One of the cases documented in the Global Litigation Databases features members of Ilchamus and Tugen communities living on the shores of Lake Baringo who together with Kituo cha Sheria (a Kenyan Human Rights Non-Governmental Organization) have filed a climate change petition.

The two communities through lawyer Robert Owino sued the government for the impacts of climate change flooding in Lake Baringo.

They argued that despite Kenya being a signatory to treaties including the UN Framework Convention on Climate Change 1992, the Kyoto Protocol 1997, the Paris Agreement 2015, and the African Charter on Human and People’s Rights 1981 among others, it has failed to mainstream climate change responses. They also blamed the government for failing to build their resilience and adaptive capacity to the impacts of climate change.

Another case featured in the database is trying to find out whether the National Environmental Management Authority (NEMA) violated public participation requirements in issuing a license to construct a coal-fired power plant in Lamu and whether a coal company’s environmental impact assessment adequately considered climate change and other factors.

The two climate litigations are part of the cases focused on climate change law, policy or science collected up to 31 December 2022 by the Sabin Center’s US and Global Climate Change Litigation Databases. The Kenyan cases are part of the growing number of climate change cases which have since doubled since the first report on the issue, from 884 in 2017 to 2,180 in 2022.

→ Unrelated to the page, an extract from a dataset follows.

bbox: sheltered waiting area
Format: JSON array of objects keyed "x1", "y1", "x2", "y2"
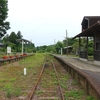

The findings of the report were published by the UN Environment Programme (UNEP) and the Sabin Center for Climate Change Law at Columbia University.

“Climate policies are far behind what is needed to keep global temperatures below the 1.5°C threshold, with extreme weather events and searing heat already baking our planet,” said Inger Andersen, Executive Director of UNEP.

Andersen added that people are increasingly turning to courts to combat the climate crisis, holding governments and the private sector accountable and making litigation a key mechanism for securing climate action and promoting climate justice.  

According to the report, climate litigation is becoming an integral part of securing climate action and justice.

The report reviewed legal actions that were brought in 65 bodies worldwide: in international, regional, and national courts, tribunals, quasi-judicial bodies, and other adjudicatory bodies, including special procedures of the UN and arbitration tribunals.  

It demonstrated how courts are finding strong human rights linkages to climate change in a move to protect the most vulnerable groups, as well as increase accountability, transparency, and justice. It also demonstrates how courts are compelling governments and corporations to pursue more ambitious climate change mitigation and adaptation goals.

The report also provides an overview of key climate litigation cases from the past two years, including historic breakthroughs.

It notes that while most cases have been brought in the US, climate litigation is taking root worldwide, with about 17 per cent of cases now being reported in developing countries, including Small Island Developing States.

Michael Gerrard, Sabin Center’s Faculty Director said the report will be an invaluable resource for everyone who wants to achieve the best possible outcome in judicial forums and to understand what is and is not possible there.

The report demonstrates how the voices of vulnerable groups are being heard globally. Of these cases, 34 cases have been brought by and on behalf of children and youth under 25 years old, while in some, plaintiffs are making their case based on the disproportionate impact of climate change on senior women.  

Other cases have challenged government decisions based on a project’s inconsistency with the goals of the Paris Agreement or a country’s net-zero commitments.

As per the report, growing awareness of climate change in recent years has also spurred action against corporations including cases seeking to hold fossil fuel companies and other greenhouse gas emitters responsible for climate harm.

The report now predicts a rise in the number of cases dealing with climate migration, cases brought by Indigenous peoples, local communities, and other groups disproportionately affected by climate change, and cases addressing liability following extreme weather events.

Kenya has been among the African countries pushing for the creation of loss and damage financing.